Ali Arman

Personal information
- Born: 12 December 1983 (age 42) Dhaka, Bangladesh
- Batting: Right-handed
- Bowling: Right-arm off-break
- Role: Bowling All-rounder, Umpire

Domestic team information
- 2007: Barisal Division
- Chittagon Division
- Abahani Limited

Umpiring information
- WODIs umpired: 1 (2023)
- WT20Is umpired: 8 (2023–2024)

Career statistics
| Competition | FC | LA |
| Matches | 34 | 24 |
| Runs scored | 1,269 | 247 |
| Batting average | 30.21 | 17.64 |
| 100s/50s | 1/6 | 0/0 |
| Top score | 109* | 41* |
| Balls bowled | 5,201 | 1,182 |
| Wickets | 54 | 20 |
| Bowling average | 43.11 | 42.40 |
| 5 wickets in innings | 1 | 0 |
| 10 wickets in match | 0 | NA |
| Best bowling | 5/25 | 4/35 |
| Catches/stumpings | 7/0 | 4/0 |
- Source: ESPNcricinfo, 28 November 2023

= Ali Arman =

Bangladeshi cricketer (born 1983)

Ali Arman (আলী আরমান; born 12 December 1983) is a Bangladeshi former cricket all-rounder.
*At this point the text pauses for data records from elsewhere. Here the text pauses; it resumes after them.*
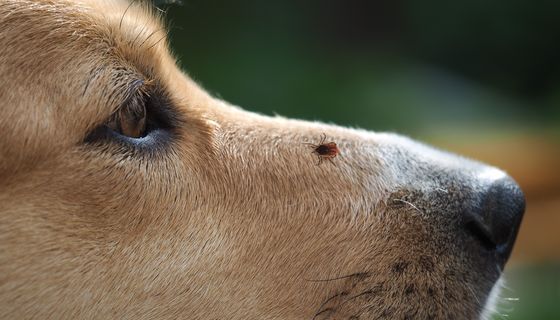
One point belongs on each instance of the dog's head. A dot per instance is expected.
(127, 191)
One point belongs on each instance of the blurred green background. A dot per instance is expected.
(481, 78)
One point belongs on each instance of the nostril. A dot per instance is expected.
(495, 221)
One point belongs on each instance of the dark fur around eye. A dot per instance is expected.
(149, 105)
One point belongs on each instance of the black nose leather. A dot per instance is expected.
(494, 222)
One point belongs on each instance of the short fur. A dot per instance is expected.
(232, 218)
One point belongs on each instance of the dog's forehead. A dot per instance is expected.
(74, 56)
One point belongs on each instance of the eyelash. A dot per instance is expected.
(159, 128)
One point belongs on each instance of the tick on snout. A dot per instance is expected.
(324, 150)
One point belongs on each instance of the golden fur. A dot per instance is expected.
(229, 219)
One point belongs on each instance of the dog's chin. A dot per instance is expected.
(492, 305)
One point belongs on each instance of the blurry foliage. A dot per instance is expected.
(415, 67)
(405, 66)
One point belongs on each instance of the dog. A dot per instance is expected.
(129, 192)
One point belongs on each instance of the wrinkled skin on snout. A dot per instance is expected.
(187, 207)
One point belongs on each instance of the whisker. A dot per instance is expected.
(358, 274)
(124, 13)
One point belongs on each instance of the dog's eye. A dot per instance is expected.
(130, 121)
(143, 121)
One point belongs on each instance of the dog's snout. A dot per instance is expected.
(495, 221)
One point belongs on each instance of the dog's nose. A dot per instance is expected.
(494, 222)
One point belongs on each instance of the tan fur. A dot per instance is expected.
(232, 220)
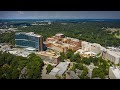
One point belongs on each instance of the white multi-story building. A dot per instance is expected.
(114, 73)
(111, 55)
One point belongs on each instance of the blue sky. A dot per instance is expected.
(59, 14)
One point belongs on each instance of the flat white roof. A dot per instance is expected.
(30, 48)
(116, 72)
(30, 34)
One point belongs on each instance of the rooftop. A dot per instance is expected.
(30, 34)
(116, 71)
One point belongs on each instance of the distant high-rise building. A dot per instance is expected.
(29, 40)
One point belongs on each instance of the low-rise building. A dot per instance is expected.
(60, 69)
(49, 57)
(111, 55)
(61, 43)
(20, 52)
(71, 75)
(114, 72)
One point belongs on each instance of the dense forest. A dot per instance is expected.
(88, 31)
(17, 67)
(102, 66)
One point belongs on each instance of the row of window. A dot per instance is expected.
(23, 36)
(27, 43)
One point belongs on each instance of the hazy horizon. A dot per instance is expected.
(59, 14)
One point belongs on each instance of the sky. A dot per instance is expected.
(59, 14)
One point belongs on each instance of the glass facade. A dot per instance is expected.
(26, 40)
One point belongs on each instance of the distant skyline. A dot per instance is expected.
(59, 14)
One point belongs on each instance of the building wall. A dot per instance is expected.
(50, 59)
(106, 55)
(24, 40)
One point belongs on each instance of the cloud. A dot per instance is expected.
(20, 12)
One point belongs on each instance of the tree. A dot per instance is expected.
(69, 54)
(62, 56)
(49, 68)
(80, 66)
(75, 57)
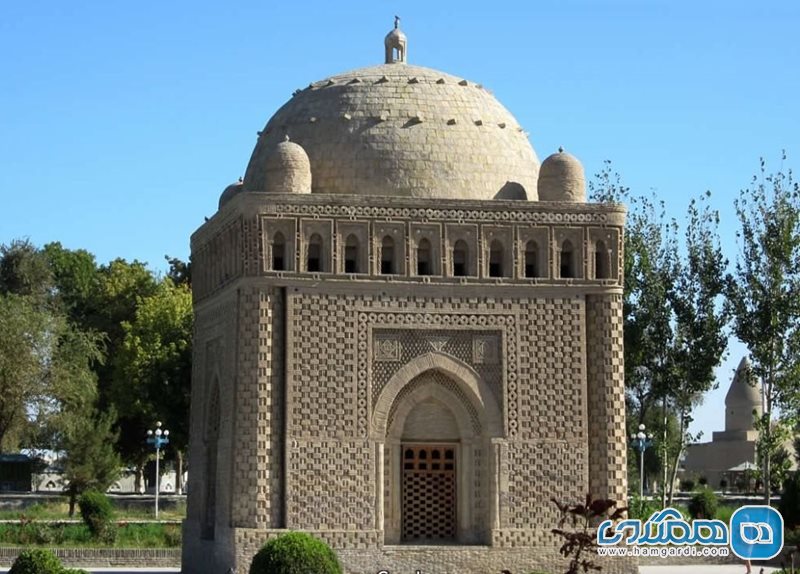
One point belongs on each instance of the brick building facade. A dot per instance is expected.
(408, 335)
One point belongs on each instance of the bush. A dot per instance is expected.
(724, 513)
(295, 553)
(36, 561)
(703, 504)
(641, 508)
(789, 505)
(97, 513)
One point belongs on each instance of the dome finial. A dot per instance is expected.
(395, 43)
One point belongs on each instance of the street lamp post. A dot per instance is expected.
(157, 438)
(641, 442)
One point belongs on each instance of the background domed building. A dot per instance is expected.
(408, 335)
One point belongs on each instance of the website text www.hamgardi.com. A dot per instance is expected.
(664, 551)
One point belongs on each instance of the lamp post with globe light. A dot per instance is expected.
(157, 438)
(641, 442)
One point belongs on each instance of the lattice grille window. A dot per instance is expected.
(429, 493)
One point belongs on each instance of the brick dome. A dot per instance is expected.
(401, 130)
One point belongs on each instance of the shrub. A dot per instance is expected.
(789, 505)
(724, 513)
(295, 553)
(641, 508)
(36, 561)
(703, 504)
(97, 513)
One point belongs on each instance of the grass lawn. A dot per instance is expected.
(58, 509)
(33, 533)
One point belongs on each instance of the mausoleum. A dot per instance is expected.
(408, 335)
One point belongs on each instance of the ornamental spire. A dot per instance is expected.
(395, 44)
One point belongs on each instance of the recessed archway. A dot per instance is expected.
(436, 405)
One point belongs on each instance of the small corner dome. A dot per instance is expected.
(561, 178)
(229, 192)
(288, 169)
(741, 392)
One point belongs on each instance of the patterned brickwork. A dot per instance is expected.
(331, 485)
(257, 473)
(551, 363)
(606, 397)
(536, 474)
(219, 260)
(212, 365)
(323, 356)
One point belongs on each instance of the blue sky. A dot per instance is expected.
(121, 123)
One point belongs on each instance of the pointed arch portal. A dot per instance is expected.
(435, 419)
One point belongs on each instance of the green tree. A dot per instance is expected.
(764, 292)
(91, 461)
(699, 318)
(25, 337)
(153, 374)
(673, 315)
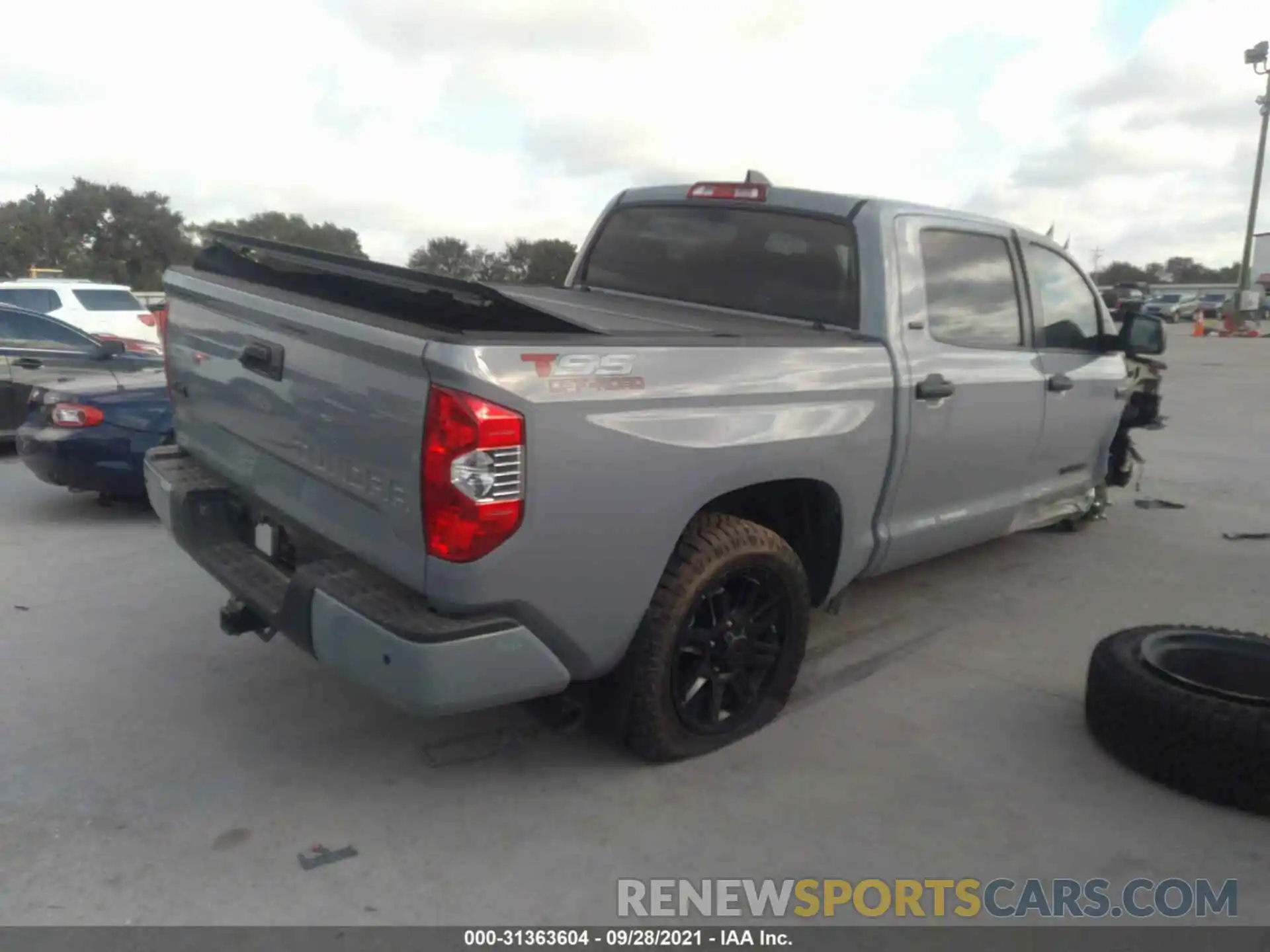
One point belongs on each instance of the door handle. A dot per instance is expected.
(935, 387)
(262, 358)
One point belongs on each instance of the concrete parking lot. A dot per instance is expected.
(157, 772)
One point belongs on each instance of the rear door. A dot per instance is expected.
(972, 404)
(1082, 405)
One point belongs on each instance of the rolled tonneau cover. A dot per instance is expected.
(447, 303)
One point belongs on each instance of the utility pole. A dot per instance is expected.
(1257, 59)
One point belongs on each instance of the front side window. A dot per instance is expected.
(34, 332)
(972, 296)
(745, 259)
(1068, 317)
(107, 300)
(31, 299)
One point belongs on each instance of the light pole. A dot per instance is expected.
(1256, 58)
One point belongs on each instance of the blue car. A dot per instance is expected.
(84, 411)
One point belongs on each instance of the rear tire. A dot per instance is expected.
(695, 643)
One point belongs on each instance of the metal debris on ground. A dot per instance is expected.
(320, 856)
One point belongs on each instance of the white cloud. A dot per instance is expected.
(1151, 154)
(494, 118)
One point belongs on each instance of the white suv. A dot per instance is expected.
(95, 309)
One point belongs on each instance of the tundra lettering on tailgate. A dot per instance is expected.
(570, 374)
(353, 477)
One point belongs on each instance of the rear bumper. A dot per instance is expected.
(352, 619)
(101, 460)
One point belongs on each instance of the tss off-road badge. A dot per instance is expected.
(572, 374)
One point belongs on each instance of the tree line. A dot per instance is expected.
(1176, 270)
(110, 233)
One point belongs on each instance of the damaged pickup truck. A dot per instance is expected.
(630, 491)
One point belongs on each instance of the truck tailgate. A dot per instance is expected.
(320, 416)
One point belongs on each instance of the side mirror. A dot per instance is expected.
(1143, 334)
(107, 349)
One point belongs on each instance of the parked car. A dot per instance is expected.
(1132, 291)
(1216, 305)
(37, 350)
(628, 492)
(95, 309)
(1173, 306)
(91, 434)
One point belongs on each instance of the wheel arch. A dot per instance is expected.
(807, 513)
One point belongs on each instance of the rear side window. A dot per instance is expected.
(101, 300)
(1070, 313)
(972, 296)
(31, 299)
(745, 259)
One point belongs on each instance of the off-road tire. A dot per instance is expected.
(1201, 744)
(709, 547)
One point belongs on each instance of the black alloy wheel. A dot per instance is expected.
(728, 649)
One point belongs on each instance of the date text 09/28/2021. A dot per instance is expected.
(626, 938)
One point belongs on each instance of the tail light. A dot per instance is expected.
(75, 415)
(473, 488)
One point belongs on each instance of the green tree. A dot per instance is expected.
(521, 262)
(447, 257)
(542, 262)
(92, 230)
(30, 235)
(295, 230)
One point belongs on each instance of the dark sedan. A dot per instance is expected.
(84, 411)
(92, 434)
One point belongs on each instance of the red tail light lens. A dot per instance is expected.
(734, 190)
(473, 475)
(75, 415)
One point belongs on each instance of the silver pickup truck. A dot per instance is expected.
(630, 491)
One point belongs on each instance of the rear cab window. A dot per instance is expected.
(107, 300)
(746, 259)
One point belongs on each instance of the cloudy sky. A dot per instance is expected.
(1130, 124)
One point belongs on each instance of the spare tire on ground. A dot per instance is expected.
(1188, 706)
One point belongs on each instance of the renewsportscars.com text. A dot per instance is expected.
(964, 898)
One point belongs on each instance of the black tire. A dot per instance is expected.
(714, 547)
(1202, 744)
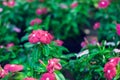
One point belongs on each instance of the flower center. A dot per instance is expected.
(33, 35)
(103, 3)
(108, 71)
(47, 79)
(12, 65)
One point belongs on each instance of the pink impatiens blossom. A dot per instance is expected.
(35, 21)
(13, 67)
(16, 29)
(5, 3)
(29, 78)
(59, 42)
(53, 64)
(40, 11)
(10, 45)
(115, 60)
(33, 37)
(48, 76)
(3, 72)
(103, 3)
(96, 25)
(46, 37)
(74, 4)
(118, 29)
(40, 36)
(83, 44)
(63, 6)
(110, 71)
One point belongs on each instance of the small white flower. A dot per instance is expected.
(82, 53)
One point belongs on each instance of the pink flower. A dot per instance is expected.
(103, 3)
(118, 29)
(40, 36)
(83, 44)
(93, 41)
(1, 9)
(13, 67)
(53, 64)
(63, 6)
(18, 30)
(59, 42)
(96, 25)
(3, 72)
(5, 3)
(110, 71)
(10, 45)
(46, 37)
(115, 60)
(40, 11)
(48, 76)
(35, 21)
(29, 0)
(74, 4)
(33, 37)
(29, 78)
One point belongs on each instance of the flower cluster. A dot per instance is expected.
(74, 4)
(103, 3)
(35, 21)
(40, 36)
(40, 11)
(118, 29)
(96, 25)
(110, 68)
(53, 64)
(59, 42)
(10, 68)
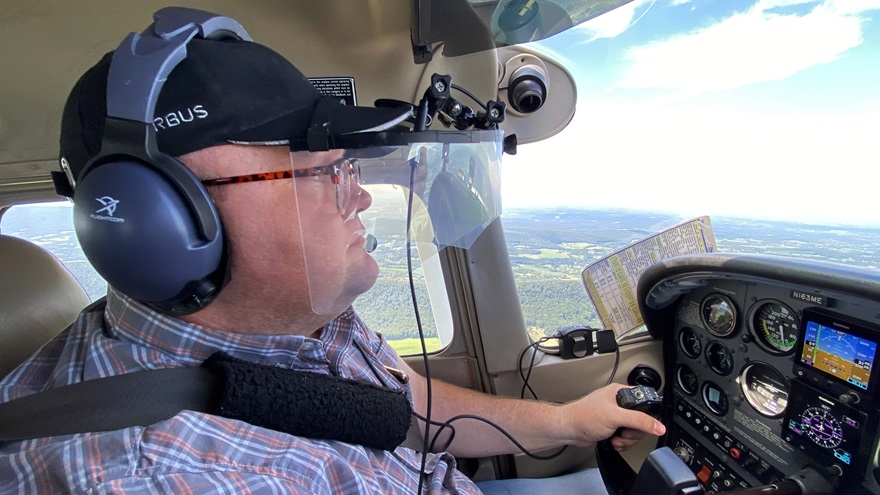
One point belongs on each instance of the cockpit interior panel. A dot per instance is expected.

He played 34 first-class and 24 List A matches between 2001 and 2007. He was also part of Bangladesh's squad for the 2002 Under-19 Cricket World Cup. He is now an umpire, and stood in matches in the 2017–18 Dhaka Premier Division Cricket League.

He made news when he tested COVID-19 positive while serving as a reserve umpire during a 2020–21 Bangabandhu T20 Cup match and was later withdrawn from the list of match officials.